Dès qu’elle prit l’objet en main, elle se mit une baffe… quelle conne, il lui avait suffi de lever les yeux pour voir le sommet des arbres arraché dans une belle trainée, qui laissait un chemin tout tracé sur le passage du jumper… Franchement, elle n’était pas au top de sa forme, elle se sentait encore un peu égaré dans sa tête. En suivant le passage très avenant du vaisseau, elle finit par trouver le bon bout… il avait quatre cadavres de petits dinos par terre… les rescapé avaient dû fuir, se disant que la proie à l’intérieure était soit déjà mangée soit trop coriace. Isia espérait que ça soit la seconde option.

« Il y a quelqu’un ? » Demanda t’elle en s’approchant un peu de la carlingue défoncé… elle dit qu’elle si ce n’était plus le cas… elle devrait se démerder seule dans une forêt prête à la bouffer et loin de cette putain de porte ! Surtout qu’elle espérait au plus fort, que les coups de feu étaient ceux de Pedge… elle n’avait pas envie de voir sa gorge déchirée en deux et son poitrail ouvert avec comme grand absent son foie et son cœur. Elle n’avait pas envie d’assister au spectacle de la mort de la femme qu’elle aimait…Un grand désespoir la prit soudainement.
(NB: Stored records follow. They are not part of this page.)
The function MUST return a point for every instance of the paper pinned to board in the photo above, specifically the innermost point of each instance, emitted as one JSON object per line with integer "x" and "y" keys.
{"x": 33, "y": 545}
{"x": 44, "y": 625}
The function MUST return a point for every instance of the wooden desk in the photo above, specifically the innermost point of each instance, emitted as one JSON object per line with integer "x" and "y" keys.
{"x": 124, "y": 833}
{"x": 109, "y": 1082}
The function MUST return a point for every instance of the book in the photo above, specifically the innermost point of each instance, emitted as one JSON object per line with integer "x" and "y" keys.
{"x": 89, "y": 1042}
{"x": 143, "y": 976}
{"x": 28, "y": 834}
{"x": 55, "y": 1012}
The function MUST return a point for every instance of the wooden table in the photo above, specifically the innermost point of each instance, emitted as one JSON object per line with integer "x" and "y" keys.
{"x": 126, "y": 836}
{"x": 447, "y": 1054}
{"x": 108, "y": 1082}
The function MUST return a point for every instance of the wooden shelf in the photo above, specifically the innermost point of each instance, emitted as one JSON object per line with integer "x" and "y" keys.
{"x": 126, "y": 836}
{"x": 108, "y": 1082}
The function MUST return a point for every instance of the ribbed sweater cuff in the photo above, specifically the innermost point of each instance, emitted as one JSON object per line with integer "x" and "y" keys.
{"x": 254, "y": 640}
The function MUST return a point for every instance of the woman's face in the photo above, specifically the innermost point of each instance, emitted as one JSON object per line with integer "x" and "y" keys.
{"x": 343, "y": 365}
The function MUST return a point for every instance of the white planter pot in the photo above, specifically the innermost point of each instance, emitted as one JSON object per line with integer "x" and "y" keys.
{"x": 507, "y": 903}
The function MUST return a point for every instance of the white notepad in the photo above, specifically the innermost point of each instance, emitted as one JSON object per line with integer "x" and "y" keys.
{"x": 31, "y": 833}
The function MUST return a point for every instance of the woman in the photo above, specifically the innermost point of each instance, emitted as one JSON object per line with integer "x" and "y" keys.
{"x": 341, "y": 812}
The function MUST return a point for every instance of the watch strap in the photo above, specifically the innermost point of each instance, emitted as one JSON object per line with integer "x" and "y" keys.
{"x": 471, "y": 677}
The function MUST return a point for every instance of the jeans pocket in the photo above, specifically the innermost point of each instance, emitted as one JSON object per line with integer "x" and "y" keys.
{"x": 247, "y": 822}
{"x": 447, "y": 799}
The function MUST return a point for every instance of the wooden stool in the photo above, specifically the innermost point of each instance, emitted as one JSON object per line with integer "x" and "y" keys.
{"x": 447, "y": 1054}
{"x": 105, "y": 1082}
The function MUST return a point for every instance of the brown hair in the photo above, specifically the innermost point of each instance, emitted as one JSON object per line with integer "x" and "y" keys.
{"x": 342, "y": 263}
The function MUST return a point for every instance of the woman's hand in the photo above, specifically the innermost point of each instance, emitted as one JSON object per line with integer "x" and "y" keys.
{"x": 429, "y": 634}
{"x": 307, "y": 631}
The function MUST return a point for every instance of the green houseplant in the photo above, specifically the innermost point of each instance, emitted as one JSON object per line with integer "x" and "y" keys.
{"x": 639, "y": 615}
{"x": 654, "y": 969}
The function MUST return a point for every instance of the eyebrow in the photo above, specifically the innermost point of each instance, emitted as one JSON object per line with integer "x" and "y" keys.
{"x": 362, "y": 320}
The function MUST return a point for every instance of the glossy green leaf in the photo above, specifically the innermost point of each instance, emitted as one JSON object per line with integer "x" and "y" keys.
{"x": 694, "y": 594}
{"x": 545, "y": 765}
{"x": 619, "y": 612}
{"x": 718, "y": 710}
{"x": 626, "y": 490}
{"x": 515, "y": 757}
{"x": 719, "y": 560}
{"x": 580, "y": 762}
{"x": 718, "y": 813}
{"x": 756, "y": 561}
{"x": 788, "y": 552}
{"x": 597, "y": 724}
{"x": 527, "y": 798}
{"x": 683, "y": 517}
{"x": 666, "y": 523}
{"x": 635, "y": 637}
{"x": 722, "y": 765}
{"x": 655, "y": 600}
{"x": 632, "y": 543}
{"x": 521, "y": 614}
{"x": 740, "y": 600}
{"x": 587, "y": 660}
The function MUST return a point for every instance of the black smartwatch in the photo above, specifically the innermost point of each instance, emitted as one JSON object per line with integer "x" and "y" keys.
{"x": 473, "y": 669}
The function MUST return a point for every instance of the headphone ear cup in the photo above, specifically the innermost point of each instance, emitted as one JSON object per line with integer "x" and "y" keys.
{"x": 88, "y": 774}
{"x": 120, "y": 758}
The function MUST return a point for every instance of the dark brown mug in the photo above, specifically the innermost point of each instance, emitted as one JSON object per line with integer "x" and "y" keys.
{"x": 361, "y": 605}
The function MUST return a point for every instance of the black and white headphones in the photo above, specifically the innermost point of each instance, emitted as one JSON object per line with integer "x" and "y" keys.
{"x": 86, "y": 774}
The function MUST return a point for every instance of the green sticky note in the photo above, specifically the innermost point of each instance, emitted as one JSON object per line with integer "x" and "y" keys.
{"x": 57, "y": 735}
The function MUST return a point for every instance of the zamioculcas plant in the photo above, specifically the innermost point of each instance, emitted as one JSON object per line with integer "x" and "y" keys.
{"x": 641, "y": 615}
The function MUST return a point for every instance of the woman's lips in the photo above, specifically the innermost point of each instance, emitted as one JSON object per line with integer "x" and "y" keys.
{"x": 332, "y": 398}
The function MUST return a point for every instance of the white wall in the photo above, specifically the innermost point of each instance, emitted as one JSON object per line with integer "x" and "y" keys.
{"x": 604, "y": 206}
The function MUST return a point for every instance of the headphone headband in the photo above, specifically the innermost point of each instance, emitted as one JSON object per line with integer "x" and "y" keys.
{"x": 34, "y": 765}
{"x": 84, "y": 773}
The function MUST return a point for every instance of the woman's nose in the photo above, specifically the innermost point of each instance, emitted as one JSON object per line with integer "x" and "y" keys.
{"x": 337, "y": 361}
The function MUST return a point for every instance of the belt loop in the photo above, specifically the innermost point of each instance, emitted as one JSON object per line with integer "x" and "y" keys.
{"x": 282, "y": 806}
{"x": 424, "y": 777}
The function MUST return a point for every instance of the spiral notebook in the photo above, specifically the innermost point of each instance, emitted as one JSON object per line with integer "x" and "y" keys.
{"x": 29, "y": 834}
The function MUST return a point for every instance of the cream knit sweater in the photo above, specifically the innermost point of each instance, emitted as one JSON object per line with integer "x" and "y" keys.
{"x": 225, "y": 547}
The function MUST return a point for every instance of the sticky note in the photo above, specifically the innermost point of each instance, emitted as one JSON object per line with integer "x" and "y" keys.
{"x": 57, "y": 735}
Juste avant, elle était concentrée sur la survie, maintenant que son esprit reprenait un peu de sa normalité suite à la chute de l’adrénaline… l’évidence se faisait claire… elle était seule survivante de l’avant… et si elle était réellement seule ? Seule à jamais ici ou même sur la cité, sans Pedge… sans sa texane amoureuse des patates et des étreintes vives ? Machinalement, elle posa son regard sur sa bague rougie par du sang…Non, elle ne devait pas penser à ce genre de chose. Elle pointa son arme, au cas où que le meurtrier hypothétique de son amante surgisse pour les réunir avec ses sucs gastriques…


Finalement, elle ne réparerait pas non plus le cœur de Rogers.